THE FIRST WAVE TO
come, in the 1880s, did the lowest kind of labor, hauling dirt and lumber,
digging holes, plastering walls, hammering. No task was too hard. They could
walk for miles, their skin cured for generations by saltwater and sun, and if
cancers bubbled up on their forearms later maybe they would cut them off, maybe
not. Their eyes blazed with a disconcerting fire. They helped build the Peacock
Inn, the first hotel on the South Florida mainland, then the village of Coconut
Grove that went up around it.
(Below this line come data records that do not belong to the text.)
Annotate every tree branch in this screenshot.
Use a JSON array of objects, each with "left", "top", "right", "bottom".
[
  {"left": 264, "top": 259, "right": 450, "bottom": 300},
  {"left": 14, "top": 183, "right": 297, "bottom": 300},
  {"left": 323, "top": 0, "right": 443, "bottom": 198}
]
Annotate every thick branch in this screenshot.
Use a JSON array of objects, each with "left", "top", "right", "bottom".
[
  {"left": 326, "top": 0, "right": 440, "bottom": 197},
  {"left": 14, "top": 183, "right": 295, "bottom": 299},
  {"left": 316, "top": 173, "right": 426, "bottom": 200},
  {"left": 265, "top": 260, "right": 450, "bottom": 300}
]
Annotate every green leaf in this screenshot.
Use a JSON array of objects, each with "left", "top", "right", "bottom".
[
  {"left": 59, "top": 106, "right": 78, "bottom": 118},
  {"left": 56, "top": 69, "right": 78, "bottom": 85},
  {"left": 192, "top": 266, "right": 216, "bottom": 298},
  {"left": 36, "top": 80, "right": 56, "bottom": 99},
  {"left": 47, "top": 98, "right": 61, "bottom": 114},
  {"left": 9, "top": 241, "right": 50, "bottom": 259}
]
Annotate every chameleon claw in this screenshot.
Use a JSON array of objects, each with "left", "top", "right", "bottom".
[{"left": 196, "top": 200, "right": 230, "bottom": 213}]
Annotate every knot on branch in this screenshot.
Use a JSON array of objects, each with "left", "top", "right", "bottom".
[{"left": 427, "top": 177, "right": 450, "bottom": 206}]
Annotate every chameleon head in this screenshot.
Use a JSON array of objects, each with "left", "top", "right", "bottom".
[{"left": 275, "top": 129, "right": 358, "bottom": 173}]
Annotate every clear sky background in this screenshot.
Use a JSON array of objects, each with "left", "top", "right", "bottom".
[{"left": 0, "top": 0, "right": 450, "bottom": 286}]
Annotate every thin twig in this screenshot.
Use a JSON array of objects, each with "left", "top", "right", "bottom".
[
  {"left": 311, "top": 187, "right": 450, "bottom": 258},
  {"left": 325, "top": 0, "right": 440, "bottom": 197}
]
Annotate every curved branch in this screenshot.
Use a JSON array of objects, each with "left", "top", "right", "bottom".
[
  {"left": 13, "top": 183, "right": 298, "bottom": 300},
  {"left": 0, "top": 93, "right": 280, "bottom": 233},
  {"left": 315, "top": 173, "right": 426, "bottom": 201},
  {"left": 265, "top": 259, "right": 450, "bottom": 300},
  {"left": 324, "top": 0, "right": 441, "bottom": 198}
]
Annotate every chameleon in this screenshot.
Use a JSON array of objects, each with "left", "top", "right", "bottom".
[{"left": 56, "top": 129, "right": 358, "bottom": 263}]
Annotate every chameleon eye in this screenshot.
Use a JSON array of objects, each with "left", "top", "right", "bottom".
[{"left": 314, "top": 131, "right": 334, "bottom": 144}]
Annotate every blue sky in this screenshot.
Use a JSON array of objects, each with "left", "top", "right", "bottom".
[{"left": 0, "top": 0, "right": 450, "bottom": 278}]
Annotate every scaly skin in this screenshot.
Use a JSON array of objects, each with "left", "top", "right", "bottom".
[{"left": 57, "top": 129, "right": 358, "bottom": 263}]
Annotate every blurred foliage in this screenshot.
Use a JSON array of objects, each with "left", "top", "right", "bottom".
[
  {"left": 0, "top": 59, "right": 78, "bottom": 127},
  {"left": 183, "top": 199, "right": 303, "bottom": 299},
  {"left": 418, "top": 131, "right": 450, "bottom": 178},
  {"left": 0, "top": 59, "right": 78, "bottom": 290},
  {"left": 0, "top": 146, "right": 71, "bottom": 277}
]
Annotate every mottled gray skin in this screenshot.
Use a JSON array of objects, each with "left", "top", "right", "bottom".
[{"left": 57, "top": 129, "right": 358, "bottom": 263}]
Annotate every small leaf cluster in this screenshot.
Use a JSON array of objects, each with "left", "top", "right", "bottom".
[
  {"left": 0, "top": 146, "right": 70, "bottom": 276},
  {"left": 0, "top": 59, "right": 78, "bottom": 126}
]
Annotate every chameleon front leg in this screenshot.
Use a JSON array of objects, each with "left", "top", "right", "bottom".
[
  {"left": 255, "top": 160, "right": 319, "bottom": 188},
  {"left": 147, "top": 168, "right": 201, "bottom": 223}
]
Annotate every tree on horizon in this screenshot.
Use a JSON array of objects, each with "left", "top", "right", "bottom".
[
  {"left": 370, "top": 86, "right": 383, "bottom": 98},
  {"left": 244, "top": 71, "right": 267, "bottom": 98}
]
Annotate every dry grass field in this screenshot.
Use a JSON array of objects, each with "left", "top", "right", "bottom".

In the 1940s a new wave of them rushed in under a
U.S.- Bahamas agreement that is still known in the islands as the
Contract—migrants ranging up the coast of Florida to pick beans, okra, mangoes
and avocados, to ruin their backs and suffer the scars from cutting cane.
TALLAHASSEE, FEB.
4, 2006—Myron Rolle, a defensive back from New Jersey who was rated the No. 1
recruit in the nation by ESPN.com, said that he had received a text message
from Florida governor Jeb Bush on his recruiting trip to Florida State in
November. " Myron Rolle is a fantastic scholar-athlete from New Jersey [who]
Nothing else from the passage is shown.